Auch Jacob de Tusch-Lec, Fondsmanager des Artemis Global Income Fund, geht auf die Frage ein, was steigende Zinsen für die Anlagemärkte bedeuten. Mehr Volatilität, das ist klar, und «die Einsicht, dass Aktien, auch dividendenstarke, nicht die neuen Anleihen sind». Manche Anleger hätten sich verleiten lassen, als Ersatz für die renditelos gewordenen sicheren Anleihen defensive Aktien zu kaufen. «Aber Nestlé (NESN 76.1 -0.91%) und Unilever (UNA 40.6 -1.28%) oder deutsche Immobilienaktien, auf die sich Anleger ebenfalls gestürzt haben, sind mit einem Kurs-Gewinn-Verhältnis (KGV) von 22 und mehr so teuer, dass sie einem Börsengewitter nicht standhalten», führt er aus.

Gehörten zu den Gewinnern der letzten fünf Jahre Investments wie Immobilien, High Yield Bonds, Small Caps und defensives Wachstum, seien die Profiteure eines Beginns der Zinsnormalisierung US-Banken, inzwischen solid finanziert und wie auch die europäischen Institute unter einer engen Zinsmarge leidend, zudem Lebensversicherer, Large Caps, weil stärker global diversifiziert, schuldenfreie Unternehmen mit hohem Cashflow und – in Übereinstimmung mit Fondsmanagerkollege Saacke – Value-Aktien aus zyklischen Sektoren wie Industrie und Rohstoffe. Als Beispiel nennt er General Motors (GM 31.8 -1%), mit einem KGV von nur 5, «während alle Welt von Tesla spricht, deren Elektroautos noch keineswegs die Marktreife bewiesen haben».

Den US-Treasuries «folgt die ganze Welt»

Weil die USA ihren Zinsvorsprung behalten würden, sei auch der Dollar ein Gewinner der Zinswende, erklärt de Tusch-Lec. Den Zeitpunkt der Wende kenne niemand. Aber ein Indikator sei die Rendite der zehnjährigen US-Staatsanleihen. «Ihnen folgt die ganze Welt», sagt der Artemis-Manager.

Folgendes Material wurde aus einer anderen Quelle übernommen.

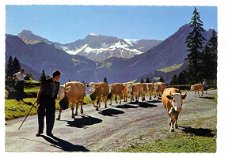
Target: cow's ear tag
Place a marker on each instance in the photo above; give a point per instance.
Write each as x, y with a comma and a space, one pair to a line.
169, 97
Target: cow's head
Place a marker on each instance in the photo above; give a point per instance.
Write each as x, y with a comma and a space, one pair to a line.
61, 93
92, 86
176, 100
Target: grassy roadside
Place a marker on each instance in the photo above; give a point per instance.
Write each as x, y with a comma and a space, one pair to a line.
14, 109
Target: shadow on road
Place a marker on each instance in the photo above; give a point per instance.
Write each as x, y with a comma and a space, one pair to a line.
110, 112
146, 105
84, 121
126, 106
198, 131
154, 101
64, 145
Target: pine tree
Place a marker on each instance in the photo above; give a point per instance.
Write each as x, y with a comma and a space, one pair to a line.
147, 80
16, 65
210, 58
161, 79
195, 41
174, 80
42, 77
9, 68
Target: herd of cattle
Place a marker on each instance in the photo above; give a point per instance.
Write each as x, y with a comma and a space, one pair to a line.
172, 98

Tatsächlich kam Hektik an den Märkten auf, als die Rendite der zehnjährigen US-Treasuries in den vergangenen Wochen von 1,25 auf 1,5% anzog. Das sind zwar nur 25 Basispunkte, aber relativ eine markante Verteuerung um ein Fünftel. Im Sog enttäuschender Konjunkturnachrichten und des Stillhaltens der US-Notenbank in der Leitzinsfrage hat sich die Rendite etwas zurückgebildet. Einen Vorgeschmack, dass die Ruhe an den Märkten nicht ewig dauern wird, bot die Zinsversteifung allemal.